衆参両院議長による極めて異例の斡旋だった。その合意文章とは・・・。
1、総予算及び歳入法案の審査に当たっては、公聴会や参考人質疑を含む徹底した審議を行ったうえで、年度 内に一定の結論を得るものとする。
2、国会審議を通じ、税法について各党間で合意が得られたものについては、立法府において修正する。
3、1,2について、両院議長の下で与野党間で明確な同意が得られた場合、いわゆるセーフティネット(ブリッ チ)法案は取り下げる。

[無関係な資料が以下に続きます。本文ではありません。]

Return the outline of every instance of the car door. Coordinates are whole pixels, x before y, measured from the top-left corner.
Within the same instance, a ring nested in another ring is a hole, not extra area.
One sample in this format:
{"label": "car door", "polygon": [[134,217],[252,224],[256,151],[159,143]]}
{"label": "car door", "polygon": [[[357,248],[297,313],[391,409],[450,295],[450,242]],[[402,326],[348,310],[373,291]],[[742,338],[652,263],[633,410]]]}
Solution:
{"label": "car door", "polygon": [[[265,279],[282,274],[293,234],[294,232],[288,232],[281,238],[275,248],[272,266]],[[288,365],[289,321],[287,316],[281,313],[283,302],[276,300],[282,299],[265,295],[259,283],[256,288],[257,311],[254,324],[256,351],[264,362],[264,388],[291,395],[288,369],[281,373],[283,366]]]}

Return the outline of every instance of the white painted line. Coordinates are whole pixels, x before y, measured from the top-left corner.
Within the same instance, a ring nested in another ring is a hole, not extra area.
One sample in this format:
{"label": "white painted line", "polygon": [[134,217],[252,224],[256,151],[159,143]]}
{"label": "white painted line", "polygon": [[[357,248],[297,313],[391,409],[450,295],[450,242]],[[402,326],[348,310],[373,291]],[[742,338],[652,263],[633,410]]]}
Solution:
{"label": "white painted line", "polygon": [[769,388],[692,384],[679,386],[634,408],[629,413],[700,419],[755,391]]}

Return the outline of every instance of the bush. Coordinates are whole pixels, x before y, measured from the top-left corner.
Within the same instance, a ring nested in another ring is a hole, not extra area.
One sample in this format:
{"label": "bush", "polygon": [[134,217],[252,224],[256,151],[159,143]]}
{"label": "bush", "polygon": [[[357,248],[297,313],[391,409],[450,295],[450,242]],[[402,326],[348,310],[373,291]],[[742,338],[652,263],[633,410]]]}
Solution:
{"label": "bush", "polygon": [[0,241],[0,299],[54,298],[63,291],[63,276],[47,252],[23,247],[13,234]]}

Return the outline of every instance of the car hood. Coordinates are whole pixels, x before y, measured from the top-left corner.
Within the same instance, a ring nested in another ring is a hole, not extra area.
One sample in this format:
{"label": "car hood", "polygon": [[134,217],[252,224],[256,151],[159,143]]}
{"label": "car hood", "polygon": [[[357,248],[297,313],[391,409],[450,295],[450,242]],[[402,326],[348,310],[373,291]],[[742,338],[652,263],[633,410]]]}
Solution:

※口頭了解として、年度内に一定の結論を得るとは、衆参両院で総予算及び歳入法案の従来の審査 の慣例に従う趣旨である。
これまで衆議院の打開は、衆議院議長が、参議院の打開は、参議院議長が重い責任を担って斡旋してきたのが過去の経過であった。しかし、この度のように両院議長の合同による斡旋は憲政史上初めてである。
この危機突破を回避したことの最大に理由は、国会の混乱を回避することにあった。しかし、私は、この「つなぎ法案」については、深く研究する必要性があると考えている。ひとまず回避したことで結構であるが、この法案が議決されると「効力に期限が定められた法律は、毎議会、期限の延長が可能になってしまう」。今後、つなぎ法案が慣例化すると事実上、出口のある審議日程は、衆参ともに消化試合となり、議会の形骸化は、「議会民主主義とは何か」とまで、国民に問われる懸念が残ることから国会ルールづくりを一層研究する必要があると考えます。皆さんのご意見をお待ちしてます。